This project demonstrates how to perform real-time object detection using a camera feed in the browser. It utilizes TensorFlow.js and the pre-trained COCO-SSD model for object detection directly from the camera.
-
Real-time object detection from the camera feed.
-
Displays bounding boxes and labels for detected objects.
-
Uses TensorFlow.js and COCO-SSD pre-trained model.
-
Simple game to find a random object.
-
A modern browser that supports JavaScript and WebRTC (for camera access).
-
An internet connection to load TensorFlow.js and COCO-SSD from CDN.
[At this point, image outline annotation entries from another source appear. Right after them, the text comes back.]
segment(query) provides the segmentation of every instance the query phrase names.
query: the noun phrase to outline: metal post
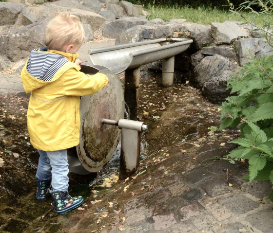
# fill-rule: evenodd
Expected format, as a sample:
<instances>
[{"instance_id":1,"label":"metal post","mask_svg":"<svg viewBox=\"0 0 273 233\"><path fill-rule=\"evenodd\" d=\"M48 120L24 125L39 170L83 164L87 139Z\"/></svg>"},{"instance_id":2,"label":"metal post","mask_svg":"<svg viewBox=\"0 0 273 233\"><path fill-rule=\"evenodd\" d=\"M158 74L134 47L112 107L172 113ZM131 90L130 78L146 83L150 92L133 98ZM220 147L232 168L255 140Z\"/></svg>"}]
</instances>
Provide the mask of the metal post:
<instances>
[{"instance_id":1,"label":"metal post","mask_svg":"<svg viewBox=\"0 0 273 233\"><path fill-rule=\"evenodd\" d=\"M139 164L141 132L132 129L121 129L121 148L119 178L124 179L134 175Z\"/></svg>"},{"instance_id":2,"label":"metal post","mask_svg":"<svg viewBox=\"0 0 273 233\"><path fill-rule=\"evenodd\" d=\"M130 119L135 121L137 118L137 102L140 75L140 67L125 71L124 101L129 107Z\"/></svg>"},{"instance_id":3,"label":"metal post","mask_svg":"<svg viewBox=\"0 0 273 233\"><path fill-rule=\"evenodd\" d=\"M175 56L162 59L162 85L164 87L172 87L174 84Z\"/></svg>"}]
</instances>

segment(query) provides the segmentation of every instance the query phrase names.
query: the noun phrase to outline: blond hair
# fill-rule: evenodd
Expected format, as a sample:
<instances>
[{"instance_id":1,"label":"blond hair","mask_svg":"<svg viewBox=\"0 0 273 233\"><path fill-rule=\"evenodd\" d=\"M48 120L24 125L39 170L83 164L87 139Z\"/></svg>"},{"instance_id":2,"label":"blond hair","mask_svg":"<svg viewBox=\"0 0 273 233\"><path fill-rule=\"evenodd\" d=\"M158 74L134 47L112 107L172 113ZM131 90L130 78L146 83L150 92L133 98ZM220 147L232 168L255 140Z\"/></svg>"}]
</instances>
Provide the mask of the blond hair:
<instances>
[{"instance_id":1,"label":"blond hair","mask_svg":"<svg viewBox=\"0 0 273 233\"><path fill-rule=\"evenodd\" d=\"M59 13L47 25L45 43L48 49L62 51L64 46L80 45L84 39L84 30L77 16Z\"/></svg>"}]
</instances>

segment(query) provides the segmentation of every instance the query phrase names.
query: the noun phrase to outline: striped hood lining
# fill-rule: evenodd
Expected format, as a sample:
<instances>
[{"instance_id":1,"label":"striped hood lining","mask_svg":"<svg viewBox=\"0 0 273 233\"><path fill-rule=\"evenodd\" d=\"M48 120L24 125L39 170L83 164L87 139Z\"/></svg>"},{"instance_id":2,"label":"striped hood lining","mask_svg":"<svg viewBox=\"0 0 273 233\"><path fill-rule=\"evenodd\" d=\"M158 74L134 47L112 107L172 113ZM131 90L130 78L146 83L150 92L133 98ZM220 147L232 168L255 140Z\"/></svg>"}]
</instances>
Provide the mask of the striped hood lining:
<instances>
[{"instance_id":1,"label":"striped hood lining","mask_svg":"<svg viewBox=\"0 0 273 233\"><path fill-rule=\"evenodd\" d=\"M36 49L30 52L26 70L35 78L49 82L56 72L68 62L67 58L62 55L40 52L39 49Z\"/></svg>"}]
</instances>

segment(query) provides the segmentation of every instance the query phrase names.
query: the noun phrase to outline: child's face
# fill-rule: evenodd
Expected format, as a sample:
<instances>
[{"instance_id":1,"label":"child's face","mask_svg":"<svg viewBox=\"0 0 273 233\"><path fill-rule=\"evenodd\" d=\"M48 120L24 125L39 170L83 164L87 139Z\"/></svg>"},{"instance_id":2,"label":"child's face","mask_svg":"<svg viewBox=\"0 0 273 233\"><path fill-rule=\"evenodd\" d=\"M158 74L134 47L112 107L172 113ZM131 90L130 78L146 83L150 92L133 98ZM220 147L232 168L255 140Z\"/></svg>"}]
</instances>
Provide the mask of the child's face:
<instances>
[{"instance_id":1,"label":"child's face","mask_svg":"<svg viewBox=\"0 0 273 233\"><path fill-rule=\"evenodd\" d=\"M78 51L81 45L82 44L78 45L70 44L66 47L65 52L70 54L76 54L77 52Z\"/></svg>"}]
</instances>

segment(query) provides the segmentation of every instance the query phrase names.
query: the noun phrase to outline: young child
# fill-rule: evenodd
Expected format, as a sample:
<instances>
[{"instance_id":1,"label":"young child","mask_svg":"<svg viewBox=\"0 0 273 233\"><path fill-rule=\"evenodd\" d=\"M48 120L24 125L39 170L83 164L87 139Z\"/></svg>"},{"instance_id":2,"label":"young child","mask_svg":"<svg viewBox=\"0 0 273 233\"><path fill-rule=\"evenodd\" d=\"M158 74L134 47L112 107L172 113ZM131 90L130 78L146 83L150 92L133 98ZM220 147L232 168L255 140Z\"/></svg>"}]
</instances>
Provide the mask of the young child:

Since this project runs in the browser, there's no installation required. Just clone or download the project files and open the index.html file in a browser.
-
Clone or download the repository.
-
Open index.html in your browser.
-
The browser accesses the camera using
navigator.mediaDevices.getUserMedia()
. -
The live video stream is displayed on the screen in the
-
The COCO-SSD model is loaded using TensorFlow.js, and object detection is performed on each video frame.
-
Detected objects are outlined with red bounding boxes, and labels with confidence percentages are shown on top.
-
TensorFlow.js: JavaScript library for machine learning.
-
COCO-SSD: Pre-trained object detection model from TensorFlow.
-
HTML5 Video and Canvas: For displaying the video feed and drawing detections.
-
Camera Permissions: Ensure your browser has permission to access the camera.
-
Browser Compatibility: This project is compatible with modern browsers like Chrome, Firefox, and Safari.
This project is open-source and available under the MIT License.